Orgasms can become more elusive after the menopause, with many post-menopausal women finding it harder to climax and less satisfying when they do. That said, many women will still need hormone replacement therapy to supplement falling oestrogen levels.
“Oestrogen is the gas that makes the car go,” explains US gynaecologist, menopause expert and psychosexual therapist, Dr Becky Lynn. “So if you’re trying to reach orgasm and you have your foot on the accelerator, but there’s no gas in the car, it’s going to be very hard to get there. Lots of things can prevent orgasm, it’s not always lack of oestrogen, but post-menopause that’s the most common thing and the easiest to treat.”
So, can HRT patches or gels you rub on your skin help? “Yes, they can help,” says Lynn. “When I’m treating vaginal dryness or orgasm problems due to menopause, I will treat locally.”
Some women benefit from introducing a vibrator. “Sometimes post-menopause you need more stimulation,” says Lynn. “But then some women become more sensitive, so it’s complicated.” For those still having issues, Lynn recommends checking out the website OMG Yes for techniques.
Or it could be the pelvic floor needs a good workout. “You have to keep the muscles working and keep the muscles lubricated,” says psychosexual therapist at The Thought House Partnership, Helen Mayor. “I was working with one woman who was fuming about the menopause and was really mourning her sex life. She was taking every drug going, HRT, testosterone, she was fantastically driven and saw an array of therapists. In the end she went to see a pelvic floor physio and it was the pelvic floor exercises and that really helped her with feeling sexual and with the ease of the orgasm.”
Of course not every post-menopausal woman will experience sexual setbacks and many relish the new freedoms mid-life brings. They no longer have to worry about contraception, or the teenage kids hearing them, and they can make use of every room in the house. But sex is often first thing to go in the busyness of mid-life, as research shows. Figures from the National Survey of Sexual Attitudes and Lifestyles (NATSAL), 2012, showed that of 15,000 women aged 45-59, over a third had been sexually inactive.

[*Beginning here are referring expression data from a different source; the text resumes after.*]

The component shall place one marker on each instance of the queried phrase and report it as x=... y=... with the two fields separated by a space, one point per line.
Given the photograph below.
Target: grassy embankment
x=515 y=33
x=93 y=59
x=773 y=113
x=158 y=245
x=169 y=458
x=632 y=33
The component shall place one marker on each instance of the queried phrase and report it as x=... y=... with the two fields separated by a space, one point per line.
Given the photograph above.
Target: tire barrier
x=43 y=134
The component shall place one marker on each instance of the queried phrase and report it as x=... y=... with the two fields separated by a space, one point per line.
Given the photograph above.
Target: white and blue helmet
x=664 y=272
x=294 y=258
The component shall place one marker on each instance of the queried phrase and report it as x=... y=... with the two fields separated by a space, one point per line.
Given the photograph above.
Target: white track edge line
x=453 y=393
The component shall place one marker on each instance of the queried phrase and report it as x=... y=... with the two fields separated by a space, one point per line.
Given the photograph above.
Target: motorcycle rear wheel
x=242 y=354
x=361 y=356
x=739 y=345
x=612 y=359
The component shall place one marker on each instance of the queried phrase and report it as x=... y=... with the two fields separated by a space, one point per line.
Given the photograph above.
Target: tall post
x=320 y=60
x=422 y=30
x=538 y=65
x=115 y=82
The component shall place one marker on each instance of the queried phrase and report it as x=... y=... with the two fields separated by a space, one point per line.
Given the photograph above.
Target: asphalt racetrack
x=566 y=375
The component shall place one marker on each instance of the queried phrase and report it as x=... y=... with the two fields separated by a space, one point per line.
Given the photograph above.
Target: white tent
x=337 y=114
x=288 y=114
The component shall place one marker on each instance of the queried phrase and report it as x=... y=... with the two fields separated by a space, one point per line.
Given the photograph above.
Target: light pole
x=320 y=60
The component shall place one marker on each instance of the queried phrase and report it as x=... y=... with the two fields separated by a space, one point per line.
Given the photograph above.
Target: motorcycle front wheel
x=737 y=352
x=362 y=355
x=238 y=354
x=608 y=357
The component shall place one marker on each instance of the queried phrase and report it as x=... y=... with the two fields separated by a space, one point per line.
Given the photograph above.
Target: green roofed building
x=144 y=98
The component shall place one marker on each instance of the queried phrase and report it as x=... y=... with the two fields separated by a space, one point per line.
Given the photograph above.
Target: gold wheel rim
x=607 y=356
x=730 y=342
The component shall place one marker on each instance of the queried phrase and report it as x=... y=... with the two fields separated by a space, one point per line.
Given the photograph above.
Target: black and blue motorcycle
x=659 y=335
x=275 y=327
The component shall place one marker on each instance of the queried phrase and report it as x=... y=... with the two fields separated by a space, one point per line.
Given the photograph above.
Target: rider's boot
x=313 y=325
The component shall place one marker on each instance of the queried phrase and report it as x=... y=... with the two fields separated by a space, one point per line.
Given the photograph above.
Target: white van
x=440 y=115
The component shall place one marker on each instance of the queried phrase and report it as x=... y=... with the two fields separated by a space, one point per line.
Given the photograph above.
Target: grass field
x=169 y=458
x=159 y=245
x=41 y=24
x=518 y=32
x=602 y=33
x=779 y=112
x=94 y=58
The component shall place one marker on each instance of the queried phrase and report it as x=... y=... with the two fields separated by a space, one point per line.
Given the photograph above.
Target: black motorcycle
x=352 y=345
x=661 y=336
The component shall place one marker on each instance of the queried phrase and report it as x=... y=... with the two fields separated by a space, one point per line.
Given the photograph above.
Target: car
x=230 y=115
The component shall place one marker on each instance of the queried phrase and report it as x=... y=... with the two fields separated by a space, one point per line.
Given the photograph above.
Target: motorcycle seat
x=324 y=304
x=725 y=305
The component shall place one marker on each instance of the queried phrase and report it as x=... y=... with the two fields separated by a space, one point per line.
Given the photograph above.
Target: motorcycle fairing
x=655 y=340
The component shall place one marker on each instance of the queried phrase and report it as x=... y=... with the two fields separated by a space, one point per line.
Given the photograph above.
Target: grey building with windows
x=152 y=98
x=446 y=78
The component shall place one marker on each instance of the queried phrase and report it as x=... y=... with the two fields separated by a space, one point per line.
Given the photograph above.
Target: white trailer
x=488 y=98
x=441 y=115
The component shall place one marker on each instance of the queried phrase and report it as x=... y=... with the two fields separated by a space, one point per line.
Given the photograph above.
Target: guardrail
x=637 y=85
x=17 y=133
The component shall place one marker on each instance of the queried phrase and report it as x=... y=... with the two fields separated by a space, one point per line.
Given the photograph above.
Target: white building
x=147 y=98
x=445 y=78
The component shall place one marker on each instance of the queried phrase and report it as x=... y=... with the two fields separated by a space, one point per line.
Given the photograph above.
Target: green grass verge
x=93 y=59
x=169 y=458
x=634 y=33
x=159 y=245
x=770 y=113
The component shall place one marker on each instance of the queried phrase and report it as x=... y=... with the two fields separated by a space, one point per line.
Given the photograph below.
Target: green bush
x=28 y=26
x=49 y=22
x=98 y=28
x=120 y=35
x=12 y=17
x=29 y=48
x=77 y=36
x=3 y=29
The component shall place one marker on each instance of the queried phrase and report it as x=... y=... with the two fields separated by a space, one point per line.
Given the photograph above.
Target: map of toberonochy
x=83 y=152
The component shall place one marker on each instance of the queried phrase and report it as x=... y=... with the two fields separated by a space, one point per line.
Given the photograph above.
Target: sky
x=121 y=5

When the researchers interviewed the women to find out why they’d stopped having sex, most were simply too tired.
“They were that generation sandwiched between having children later in life and having parents who were getting older. What was more important than sex for them was a partner who was on board with helping them and supporting them with all the demands,” says Prof Kaye Wellings, Professor of Sexual and Reproductive Health at the London School of Hygiene and Tropical Medicine, who conducted the research.

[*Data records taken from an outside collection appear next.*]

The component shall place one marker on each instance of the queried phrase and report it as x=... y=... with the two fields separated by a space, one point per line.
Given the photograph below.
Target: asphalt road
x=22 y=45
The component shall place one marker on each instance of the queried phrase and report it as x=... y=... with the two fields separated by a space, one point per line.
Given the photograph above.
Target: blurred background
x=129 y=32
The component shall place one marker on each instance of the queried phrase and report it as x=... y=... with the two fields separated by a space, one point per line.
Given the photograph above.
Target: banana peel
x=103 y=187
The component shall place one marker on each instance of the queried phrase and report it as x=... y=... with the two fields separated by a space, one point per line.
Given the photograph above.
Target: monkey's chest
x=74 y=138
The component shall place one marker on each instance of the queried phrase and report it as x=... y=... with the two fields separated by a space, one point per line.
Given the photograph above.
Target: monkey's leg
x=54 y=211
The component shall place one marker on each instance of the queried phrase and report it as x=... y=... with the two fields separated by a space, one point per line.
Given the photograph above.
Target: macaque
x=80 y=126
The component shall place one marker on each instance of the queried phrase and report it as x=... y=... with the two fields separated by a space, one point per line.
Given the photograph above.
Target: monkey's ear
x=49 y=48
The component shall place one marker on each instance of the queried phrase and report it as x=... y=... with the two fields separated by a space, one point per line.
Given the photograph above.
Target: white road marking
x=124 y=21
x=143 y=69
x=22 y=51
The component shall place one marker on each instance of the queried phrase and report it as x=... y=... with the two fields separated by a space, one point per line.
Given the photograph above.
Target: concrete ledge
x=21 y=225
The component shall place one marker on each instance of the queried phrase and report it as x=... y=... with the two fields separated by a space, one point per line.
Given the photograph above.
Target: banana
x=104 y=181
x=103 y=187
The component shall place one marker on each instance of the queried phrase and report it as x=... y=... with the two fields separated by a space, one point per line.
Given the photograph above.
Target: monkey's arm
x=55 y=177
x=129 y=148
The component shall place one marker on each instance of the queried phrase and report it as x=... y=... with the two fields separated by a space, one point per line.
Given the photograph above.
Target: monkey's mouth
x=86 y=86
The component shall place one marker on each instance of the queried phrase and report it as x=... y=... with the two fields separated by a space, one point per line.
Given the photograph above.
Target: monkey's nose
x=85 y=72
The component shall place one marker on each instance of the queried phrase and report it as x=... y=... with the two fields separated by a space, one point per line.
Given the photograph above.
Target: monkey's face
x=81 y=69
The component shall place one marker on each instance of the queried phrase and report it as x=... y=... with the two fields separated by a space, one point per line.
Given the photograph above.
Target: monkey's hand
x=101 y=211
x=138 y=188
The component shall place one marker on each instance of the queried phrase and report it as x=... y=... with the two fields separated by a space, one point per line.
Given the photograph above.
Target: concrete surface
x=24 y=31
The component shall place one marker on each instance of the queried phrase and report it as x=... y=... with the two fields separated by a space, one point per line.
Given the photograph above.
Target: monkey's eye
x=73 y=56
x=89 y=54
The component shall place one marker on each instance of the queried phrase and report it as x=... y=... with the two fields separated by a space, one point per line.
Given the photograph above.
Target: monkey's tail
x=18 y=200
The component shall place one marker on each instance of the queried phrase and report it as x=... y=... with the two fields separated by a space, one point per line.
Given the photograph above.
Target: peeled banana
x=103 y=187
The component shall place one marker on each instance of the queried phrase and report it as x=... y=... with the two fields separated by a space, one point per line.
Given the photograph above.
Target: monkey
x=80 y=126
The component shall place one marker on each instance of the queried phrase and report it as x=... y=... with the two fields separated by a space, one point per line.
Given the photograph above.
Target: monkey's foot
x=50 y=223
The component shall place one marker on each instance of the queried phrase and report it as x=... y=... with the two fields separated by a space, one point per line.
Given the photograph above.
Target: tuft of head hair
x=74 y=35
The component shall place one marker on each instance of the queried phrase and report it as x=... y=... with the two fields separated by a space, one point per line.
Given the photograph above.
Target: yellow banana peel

Sometimes though it’s not hormones that are putting midlife women off sex but boredom of a long-term relationship. Fortunately, though, there’s no need for drastic action, or calling on the services of a young escort, as long as the sex works and you’re basically happy with it, there’s plenty you can do to reignite the spark.

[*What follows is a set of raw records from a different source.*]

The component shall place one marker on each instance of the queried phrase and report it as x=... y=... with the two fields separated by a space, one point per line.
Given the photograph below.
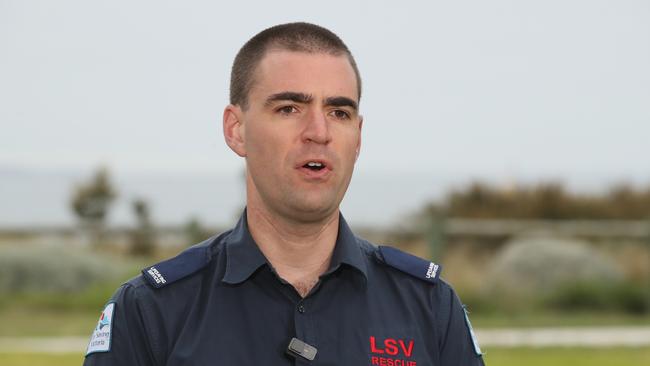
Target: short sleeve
x=119 y=338
x=458 y=344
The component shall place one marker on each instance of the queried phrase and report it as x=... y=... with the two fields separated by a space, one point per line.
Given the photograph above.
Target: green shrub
x=53 y=270
x=625 y=297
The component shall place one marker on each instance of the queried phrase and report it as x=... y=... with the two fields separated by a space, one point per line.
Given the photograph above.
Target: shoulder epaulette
x=410 y=264
x=186 y=263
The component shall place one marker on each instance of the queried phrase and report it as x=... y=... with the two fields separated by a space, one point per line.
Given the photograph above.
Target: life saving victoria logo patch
x=100 y=341
x=391 y=352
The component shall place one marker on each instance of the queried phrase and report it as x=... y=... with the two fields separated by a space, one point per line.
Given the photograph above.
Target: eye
x=340 y=114
x=287 y=109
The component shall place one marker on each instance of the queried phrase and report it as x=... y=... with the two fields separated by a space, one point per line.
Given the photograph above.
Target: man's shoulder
x=399 y=261
x=186 y=264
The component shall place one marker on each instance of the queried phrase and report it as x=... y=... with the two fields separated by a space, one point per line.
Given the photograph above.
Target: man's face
x=301 y=133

“What I would do is spice up the romance (rather than the sex),” says Fisher. “Do novel things together, novelty drives up the dopamine system in the brain that triggers the testosterone system, and can really help with sex drive. That’s why when people go on vacation together, they can suddenly be very sexy together, because maybe they’re going out dancing rather than watching TV.
“Even going to new hotel and figuring out how to turn on the shower can be sexy because it’s novel. And then the same old sex feels more exciting because you’re amped up for it.” That’s not to say that you shouldn’t try mixing it up in the bedroom. After 20 or 30 years together most of us have a well-honed script, but it’s never too late to introduce new fantasies, says Mayor. You might think, “Oh my partner wouldn’t like that”, but we could easily be wrong. Most of us think we know our partners inside out, but the chances are we don’t really.
It’s never too late for the earth to move or our partner to surprise us.